If you're anti-technology, you might want to consider a career in fashion. Many of the world's top designers barely know how to use computers, if at all. Take Karl Lagerfeld:
The designer, who fills his home and studio with the latest technology, from plasma screens to iPods, cannot operate any of it himself.
Lagerfeld sees things his way — and given his profound culture and the multitude of books surrounding him, he is probably correct in his judgment. "I don't use a computer; I do research with my brain," Lagerfeld says. "And if I want or need to — I get people to do it for me."

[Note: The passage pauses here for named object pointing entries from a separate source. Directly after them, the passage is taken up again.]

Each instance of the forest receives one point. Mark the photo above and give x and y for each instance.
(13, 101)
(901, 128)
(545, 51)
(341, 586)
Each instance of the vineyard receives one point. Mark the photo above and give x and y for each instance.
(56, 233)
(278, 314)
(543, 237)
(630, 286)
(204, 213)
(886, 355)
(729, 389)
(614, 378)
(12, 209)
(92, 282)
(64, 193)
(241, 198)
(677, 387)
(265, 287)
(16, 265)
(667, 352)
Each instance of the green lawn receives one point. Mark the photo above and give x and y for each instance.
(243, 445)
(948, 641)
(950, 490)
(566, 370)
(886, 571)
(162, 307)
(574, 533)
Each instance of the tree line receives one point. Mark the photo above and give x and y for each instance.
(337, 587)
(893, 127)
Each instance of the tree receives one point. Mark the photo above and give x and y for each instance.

Does this mean Lagerfeld employs a household head of technology to push buttons on TVs and iPods for him? Oh, the awkward joys of the high life!
Marc Jacobs, on the other hand, is more tech savvy since he took up the Internet as a kind of hobby when he got out of rehab in 2000. He "know[s] how to Google," has had "a relationship from the Internet," and comments on blogs to unwind and amuse himself — nevertheless, he still can't sync his iPod. Jacobs's boss Yves Carcelle, chief executive of Louis Vuitton, "doesn't touch technology and famously, in the well-wired LVMH Moët Hennessy Louis Vuitton group, answers queries with handwritten replies." Balenciaga designer Nicolas Ghesquiere doesn't know how to use the Internet but, interestingly, just got a BlackBerry. We pity the assistant who will have to teach him how to use it. Miucca Prada doesn't know how to use the Internet either — if she needs to see something on the Web, her staff has to show her.
Suddenly, as we alternate our writing with intermittent bursts of HTML code, we feel severely unfashionable.